The fight between the film fraternity and piracy has always been a cat and a mouse game. At first, the film copyright holders force a torrent website to shut down, and simultaneously, another torrent website pops up in its place giving away free movies even before their release. This has become a perpetual cycle.
But Google has been very diligent towards curbing piracy to protect the intellectual property of copyright holders. According to an Australian media, Google has downranked 65,000 pirated websites globally and it continues to demote more each week.
This comes after Graham Burke, the chairman of Creative Content Australia, submitted a review to the Australian government pointing out 331,000 illegal downloads of Lion and 600,000 likely streams, describing it as a “direct loss of revenue to the production company and the tax office.”
Emile Sherman, director of the production company See-Saw Films who produced films like Lion and The Kings Speech, said, “we all know in the industry how bad piracy is but I didn’t have a sense of how enormous it has been for our film Lion and how damaging until I saw these numbers.”
The industry has always been vocal about Google not doing enough to completely eradicate piracy from the search engine.

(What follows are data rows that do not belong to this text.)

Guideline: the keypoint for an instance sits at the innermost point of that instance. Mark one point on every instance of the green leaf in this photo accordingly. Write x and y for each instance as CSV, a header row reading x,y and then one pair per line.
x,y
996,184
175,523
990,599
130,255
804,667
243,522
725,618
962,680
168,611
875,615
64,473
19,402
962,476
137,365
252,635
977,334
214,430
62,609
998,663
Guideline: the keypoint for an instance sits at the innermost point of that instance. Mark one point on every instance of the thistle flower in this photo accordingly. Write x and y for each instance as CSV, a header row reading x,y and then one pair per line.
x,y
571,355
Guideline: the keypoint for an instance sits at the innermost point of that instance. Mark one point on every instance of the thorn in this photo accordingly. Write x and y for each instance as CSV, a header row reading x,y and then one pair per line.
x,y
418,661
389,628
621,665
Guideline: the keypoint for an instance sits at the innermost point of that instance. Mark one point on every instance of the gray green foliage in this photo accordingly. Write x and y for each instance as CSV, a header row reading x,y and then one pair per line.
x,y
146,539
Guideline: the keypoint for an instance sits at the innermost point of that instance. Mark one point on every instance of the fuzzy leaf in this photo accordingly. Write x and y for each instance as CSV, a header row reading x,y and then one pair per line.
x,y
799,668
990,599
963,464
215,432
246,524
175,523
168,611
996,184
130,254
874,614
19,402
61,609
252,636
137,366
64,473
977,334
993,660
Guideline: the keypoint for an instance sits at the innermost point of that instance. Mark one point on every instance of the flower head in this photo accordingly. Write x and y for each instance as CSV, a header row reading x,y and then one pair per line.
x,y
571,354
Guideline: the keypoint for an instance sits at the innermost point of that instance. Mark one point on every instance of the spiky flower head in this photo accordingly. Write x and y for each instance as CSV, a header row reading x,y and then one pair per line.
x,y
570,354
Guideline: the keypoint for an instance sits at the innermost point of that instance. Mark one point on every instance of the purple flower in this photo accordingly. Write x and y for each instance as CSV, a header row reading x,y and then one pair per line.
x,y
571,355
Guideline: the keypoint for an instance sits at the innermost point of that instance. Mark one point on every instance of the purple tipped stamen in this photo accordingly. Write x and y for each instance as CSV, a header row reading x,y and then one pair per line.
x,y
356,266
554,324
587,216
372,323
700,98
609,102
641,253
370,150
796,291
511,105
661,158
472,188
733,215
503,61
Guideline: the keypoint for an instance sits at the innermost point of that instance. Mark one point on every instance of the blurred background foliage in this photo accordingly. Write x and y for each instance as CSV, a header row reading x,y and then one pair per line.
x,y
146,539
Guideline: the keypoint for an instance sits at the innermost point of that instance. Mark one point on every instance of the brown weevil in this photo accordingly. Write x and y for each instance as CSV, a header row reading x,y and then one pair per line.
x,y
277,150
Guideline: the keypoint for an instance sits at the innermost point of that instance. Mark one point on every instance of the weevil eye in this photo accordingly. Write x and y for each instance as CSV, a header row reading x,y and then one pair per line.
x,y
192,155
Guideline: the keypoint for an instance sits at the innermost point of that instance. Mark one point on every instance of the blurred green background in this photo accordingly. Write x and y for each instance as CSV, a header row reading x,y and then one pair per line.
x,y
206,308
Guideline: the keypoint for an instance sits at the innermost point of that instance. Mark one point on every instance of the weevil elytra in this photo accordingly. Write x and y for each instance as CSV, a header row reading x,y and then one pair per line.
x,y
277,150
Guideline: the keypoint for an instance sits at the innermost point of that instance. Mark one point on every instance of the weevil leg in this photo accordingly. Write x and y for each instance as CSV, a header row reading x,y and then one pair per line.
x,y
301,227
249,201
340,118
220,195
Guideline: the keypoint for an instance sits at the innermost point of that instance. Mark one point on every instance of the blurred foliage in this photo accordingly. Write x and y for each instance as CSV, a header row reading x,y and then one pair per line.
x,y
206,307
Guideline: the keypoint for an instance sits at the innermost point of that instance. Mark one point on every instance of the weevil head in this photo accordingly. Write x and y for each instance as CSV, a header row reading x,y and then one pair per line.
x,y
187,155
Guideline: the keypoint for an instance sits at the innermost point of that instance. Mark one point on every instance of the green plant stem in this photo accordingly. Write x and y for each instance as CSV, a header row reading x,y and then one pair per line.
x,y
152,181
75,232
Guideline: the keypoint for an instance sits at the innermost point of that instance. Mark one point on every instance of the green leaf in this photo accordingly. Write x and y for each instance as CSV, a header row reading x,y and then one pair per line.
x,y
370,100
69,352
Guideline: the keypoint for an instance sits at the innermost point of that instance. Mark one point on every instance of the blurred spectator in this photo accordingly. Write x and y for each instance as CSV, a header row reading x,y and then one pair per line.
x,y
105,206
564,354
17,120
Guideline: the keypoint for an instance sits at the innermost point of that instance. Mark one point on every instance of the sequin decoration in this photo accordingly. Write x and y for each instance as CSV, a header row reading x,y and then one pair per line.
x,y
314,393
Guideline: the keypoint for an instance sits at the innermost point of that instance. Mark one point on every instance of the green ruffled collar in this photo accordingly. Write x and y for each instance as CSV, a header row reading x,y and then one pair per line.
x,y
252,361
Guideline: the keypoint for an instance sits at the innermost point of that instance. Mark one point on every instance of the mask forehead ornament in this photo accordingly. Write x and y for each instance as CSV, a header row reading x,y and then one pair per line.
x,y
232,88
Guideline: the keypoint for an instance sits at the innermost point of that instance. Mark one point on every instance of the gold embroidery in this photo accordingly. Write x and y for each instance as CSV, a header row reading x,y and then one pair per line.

While associations like MPAA and RIAA want Google to remove the torrent websites, Google has been reluctant about removing whole websites since torrents are merely search engines and are not directly responsible.
But notices from association did prompt an action of downranking websites such that users don’t find any adequate listing in search results for “free movie download” or something along similar lines.
“Demotion results in sites losing around 90 percent of their visitors from Google Search,” a Google spokesperson said.